Voivod À peine le temps de souffler, et Voivod enchaine sur un autre titre d’antan, au nom énigmatique « The Unknown Knows », tout un programme, retour à l’opus « Nothing Face », qui amène rapidement le rythme « Voivod » un groove particulier, qui mêle guitare agile, basse vrombissante et un beat comme frénétique, qui parait emprunter plus au Krautrock qu’à une quelconque génération HellFest, cette alchimie qui est leur griffe, inclassable et pourtant si identifiable. Puis Snake prend la parole, dans son français québécois si doux à notre oreille, pour introduire deux extraits du dernier album « Synchro Anarchy », le premier, éponyme, attaque sur un riff saccadé et inattendu, comme annonciateur de l’arrivée de la section rythmique, qui vient donner un contrepoint solide et puissant… « Holographic Thinking » poursuit cette exploration, avec encore un riff dissonant et psychédélique, dans la plus pure tradition du son du groupe, « Chewie » prolongeant l’œuvre de Piggy, fidèle dans l’esprit originel du maître dont la direction musicale entreprise dans les années 80 et 90 perdure, plus que jamais. Avec « Chewie » Mongrain en profite quand même pour glisser quelques plans flirtant délicieusement avec les frontières du shred, prouvant sa musicalité de tous les instants et sa capacité à se fondre dans ce paysage tout en restant lui-même.

Voivod Le court set qui passe bien trop vite est l’occasion pour le groupe de se livrer à un panorama sur les grandes étapes de sa déjà longue carrière, et c’est là que surgit le titre issu du disque-culte « Angel Rat », « The Prow », avec son atmosphère plus contemplative, souvenir d’un songwriting plus « out of the border » tout en restant pop, qui dérouta les fans à l’époque et qui est désormais rangé parmi les classiques du groupe. L’écologie et le dernier album s’invitent à nouveau sur la scène avec un titre au texte interrogatif quant au saccage de la planète « Planet Eaters »… le groupe est plus progressif que jamais, enchaînant les rythmes et les riffs de façon méthodique et totalement musicale… Et, sans crier gare, mon titre préféré, le somptueux « Fix my heart », tiré de « The Outer Limits », trente ans déjà au compteur surgit, avec son riff démoniaque mâtiné d’entrelacs de pitch shifter et servi par une ode à la science-fiction, du pur Voivod. Un moment de grâce que j’ai dévoré, littéralement, ma madeleine à moi, en somme…  Et le temps file, inexorablement, le groupe le sait et convient d’un au-revoir au crépuscule, les lights inondant la scène d’une lueur violette qui annonce leur reprise du Pink Floyd des débuts, qu’ils jouent comme si c’était leur propre musique, tout droit sorti de l’album « The Piper Gates of Dawn », Snake faisant écho à Syd Barrett, en un « Astronomy Domine » d’anthologie…

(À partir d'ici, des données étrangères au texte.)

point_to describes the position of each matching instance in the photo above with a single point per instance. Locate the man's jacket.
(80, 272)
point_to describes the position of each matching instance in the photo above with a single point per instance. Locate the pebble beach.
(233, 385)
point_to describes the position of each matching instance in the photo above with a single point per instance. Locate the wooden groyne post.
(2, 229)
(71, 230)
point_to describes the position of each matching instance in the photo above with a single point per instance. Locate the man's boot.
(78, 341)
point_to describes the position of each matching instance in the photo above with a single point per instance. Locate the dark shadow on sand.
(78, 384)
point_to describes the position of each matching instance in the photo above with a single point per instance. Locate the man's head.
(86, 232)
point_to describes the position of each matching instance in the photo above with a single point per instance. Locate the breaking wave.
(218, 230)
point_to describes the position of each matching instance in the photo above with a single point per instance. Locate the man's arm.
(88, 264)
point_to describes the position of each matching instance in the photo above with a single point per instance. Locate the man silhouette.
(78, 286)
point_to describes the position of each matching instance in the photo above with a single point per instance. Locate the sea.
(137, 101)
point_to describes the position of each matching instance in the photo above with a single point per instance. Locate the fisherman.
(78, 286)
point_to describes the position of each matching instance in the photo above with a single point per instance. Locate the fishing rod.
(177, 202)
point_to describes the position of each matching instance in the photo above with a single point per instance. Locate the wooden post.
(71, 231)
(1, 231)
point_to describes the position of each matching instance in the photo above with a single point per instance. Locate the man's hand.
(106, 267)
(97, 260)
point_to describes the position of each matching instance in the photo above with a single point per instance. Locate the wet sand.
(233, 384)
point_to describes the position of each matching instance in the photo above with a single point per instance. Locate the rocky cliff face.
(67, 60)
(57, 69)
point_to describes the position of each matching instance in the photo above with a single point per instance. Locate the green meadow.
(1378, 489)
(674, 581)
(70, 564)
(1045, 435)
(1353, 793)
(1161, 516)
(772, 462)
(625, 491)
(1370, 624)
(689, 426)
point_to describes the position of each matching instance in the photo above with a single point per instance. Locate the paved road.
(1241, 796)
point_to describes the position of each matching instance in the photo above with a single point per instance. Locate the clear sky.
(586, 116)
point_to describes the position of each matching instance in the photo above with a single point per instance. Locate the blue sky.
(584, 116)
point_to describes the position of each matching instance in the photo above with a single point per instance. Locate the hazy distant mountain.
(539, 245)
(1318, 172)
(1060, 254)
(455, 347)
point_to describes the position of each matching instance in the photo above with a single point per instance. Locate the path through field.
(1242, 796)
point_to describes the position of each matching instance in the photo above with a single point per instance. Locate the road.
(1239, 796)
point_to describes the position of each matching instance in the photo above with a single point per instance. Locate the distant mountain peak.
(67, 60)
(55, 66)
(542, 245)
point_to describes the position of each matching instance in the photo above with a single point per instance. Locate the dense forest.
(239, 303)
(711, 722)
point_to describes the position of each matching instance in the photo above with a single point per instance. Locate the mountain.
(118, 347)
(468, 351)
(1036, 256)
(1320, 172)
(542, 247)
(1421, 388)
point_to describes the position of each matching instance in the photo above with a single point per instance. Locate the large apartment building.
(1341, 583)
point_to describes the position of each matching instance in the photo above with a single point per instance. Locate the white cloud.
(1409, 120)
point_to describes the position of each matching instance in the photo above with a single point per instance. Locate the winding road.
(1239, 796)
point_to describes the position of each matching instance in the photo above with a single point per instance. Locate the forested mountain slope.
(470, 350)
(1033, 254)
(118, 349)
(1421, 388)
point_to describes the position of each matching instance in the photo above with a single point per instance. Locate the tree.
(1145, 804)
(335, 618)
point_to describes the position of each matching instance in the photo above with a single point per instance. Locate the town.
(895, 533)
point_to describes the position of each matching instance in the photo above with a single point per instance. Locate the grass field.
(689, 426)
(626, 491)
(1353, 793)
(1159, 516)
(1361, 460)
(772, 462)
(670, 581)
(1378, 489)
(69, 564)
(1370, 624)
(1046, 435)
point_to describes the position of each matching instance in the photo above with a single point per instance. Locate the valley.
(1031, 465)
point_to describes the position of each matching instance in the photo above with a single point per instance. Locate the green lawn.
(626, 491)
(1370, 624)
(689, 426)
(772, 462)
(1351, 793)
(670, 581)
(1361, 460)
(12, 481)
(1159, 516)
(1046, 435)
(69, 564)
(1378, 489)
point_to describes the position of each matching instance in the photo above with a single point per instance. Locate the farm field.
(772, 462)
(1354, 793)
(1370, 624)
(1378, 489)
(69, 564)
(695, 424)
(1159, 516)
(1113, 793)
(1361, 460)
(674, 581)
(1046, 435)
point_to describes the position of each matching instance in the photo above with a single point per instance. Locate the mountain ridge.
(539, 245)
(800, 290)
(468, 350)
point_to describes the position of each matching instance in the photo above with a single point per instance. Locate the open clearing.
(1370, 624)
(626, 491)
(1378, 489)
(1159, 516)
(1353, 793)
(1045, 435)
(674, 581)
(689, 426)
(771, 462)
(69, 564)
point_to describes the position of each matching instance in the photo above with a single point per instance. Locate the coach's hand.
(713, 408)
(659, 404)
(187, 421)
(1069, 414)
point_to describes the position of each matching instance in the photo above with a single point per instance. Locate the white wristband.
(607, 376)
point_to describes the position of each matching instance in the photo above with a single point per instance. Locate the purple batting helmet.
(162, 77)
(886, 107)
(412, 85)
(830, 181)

20h15, les lumières se rallument hélas, inexorablement et Snake, Chewie, Away et Rocky prennent le temps de saluer longuement les spectateurs, qui les acclament et votre serviteur avec, un bien beau moment partagé, avec la promesse de revenir bientôt jouer en tête d’affiche et régaler son public de sa musique, ce n’est qu’un au revoir, on vous attend. Ce n’est pas un groupe que l’on a l’impression d’avoir vu, mais plutôt des amis, si loin, et pourtant si proches. Alors, amis de Voivod, sachez-le, la France vous aime, n’attendez pas 7 ans pour revenir nous voir, on vous espère et on y croit.